2011 ended with me winning some money, and having an almost calm evening compared to others. I was surrounded by a lot of people who I love and care about and it just seemed peaceful. It felt calm. I just can’t help but wonder though, if the remains of that tornado is just looming. The thing is that, if that is the case at least I’ll be ready this year. Last year taught me a lot of things, it taught me that I am a pretty fucking strong person. I have a perseverance about me, some have said. Granted that can get the best of me or give me many great things. One thing I do know is that this year for me, is going to be about solutions. Finding solutions on how to live a healthier happier life.
Life seems to be more enjoyable that way.
I was re-reading my blog the other day, like I do from time to time and became a little nostalgic. I felt that I used to have so many great misadventures and nothing really happens to me anymore. The fact of the matter is that stuff does happen to me still, it’s just on a whole different level.
This past weekend is a clear example. Thursday night, Adamo and I got all dolled up for the 66th anniversary of AA in Austin. On the drive there, he got me lost and I was on a conference call with my AA group for some important meeting business. See I’ve gotten myself right into the middle of my group and became involved, it’s helped me in so many ways. I was a bit angered by this “annoyance” of a phone call(mostly because I couldn’t hear anything that was being said, and basically just sat there on the phone. But my presence is what truly mattered), I got a sense of relief knowing that another member who was also at this dinner was going through the same thing I was. The speaker we heard that night was inspirational. 59 years of sobriety and 90 years old. I cannot even begin to imagine the life she has lived, things she has seen and faced.
Friday night, I worked briefly at my second job and came home to my roommates having a Christmas party. All of my favorite LezGirls were there. And I didn’t know how much a Christmas card would mean to people(I had them some behind for them in my absence). Adamo’s best friend was in town and I had a huge apprehension against it. The last time she was here, I wasn’t the most pleasant person to be around. We’ll call that BS(Before Sobriety) but I made my amends to her and she thanked me and told me it was something that I needn’t worry about. Another one I can check off my list.
Saturday we went to a Christmas party and then two birthday parties downtown on 4th street. The Christmas party was fun, downtown was not. The thing with clubs for me these days is that it’s still the same as it was 2 1/2 years ago. Nothing has changed. The same people are there, the same drunkenness and I can see the sadness in so many people’s eyes.

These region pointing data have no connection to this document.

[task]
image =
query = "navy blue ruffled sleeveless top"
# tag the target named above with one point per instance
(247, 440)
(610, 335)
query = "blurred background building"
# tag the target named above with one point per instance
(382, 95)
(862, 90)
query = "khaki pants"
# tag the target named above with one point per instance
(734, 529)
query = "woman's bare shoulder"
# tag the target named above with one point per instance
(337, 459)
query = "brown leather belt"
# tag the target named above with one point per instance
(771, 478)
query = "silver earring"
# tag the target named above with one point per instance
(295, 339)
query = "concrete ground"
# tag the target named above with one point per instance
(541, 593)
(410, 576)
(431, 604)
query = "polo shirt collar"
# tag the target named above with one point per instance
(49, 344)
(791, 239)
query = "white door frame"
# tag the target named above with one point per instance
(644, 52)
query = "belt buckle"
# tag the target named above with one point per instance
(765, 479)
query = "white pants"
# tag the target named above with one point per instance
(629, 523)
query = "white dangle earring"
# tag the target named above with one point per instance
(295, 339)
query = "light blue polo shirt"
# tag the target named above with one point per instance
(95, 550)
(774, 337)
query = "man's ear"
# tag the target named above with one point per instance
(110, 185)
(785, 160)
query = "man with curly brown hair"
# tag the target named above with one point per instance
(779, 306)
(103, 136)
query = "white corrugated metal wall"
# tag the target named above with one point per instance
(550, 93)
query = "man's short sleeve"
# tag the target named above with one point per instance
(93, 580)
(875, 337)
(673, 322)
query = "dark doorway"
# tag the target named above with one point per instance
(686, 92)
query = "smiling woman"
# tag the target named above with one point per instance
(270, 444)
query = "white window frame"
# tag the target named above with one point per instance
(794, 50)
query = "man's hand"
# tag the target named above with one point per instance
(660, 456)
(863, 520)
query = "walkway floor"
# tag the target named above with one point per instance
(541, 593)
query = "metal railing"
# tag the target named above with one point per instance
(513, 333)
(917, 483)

We didn’t stay very long.
Sunday, I convinced Adamo that we could open Christmas presents early. I had been dying for the last week to give him his present. He loved it. He even said that it was one of the best, if not the best present he has ever received. I was thrilled because I had thought long and hard before getting it for him.
We relaxed while watching the Survivor: South Pacific Finale and my weekend was complete. Sitting back reflecting today, I’m glad that my life has changed in many ways and many ways it hasn’t(Survivor Finale). And although my misadventures aren’t what they used to be, they still exist and the probably will as long as I keep on living…and writing.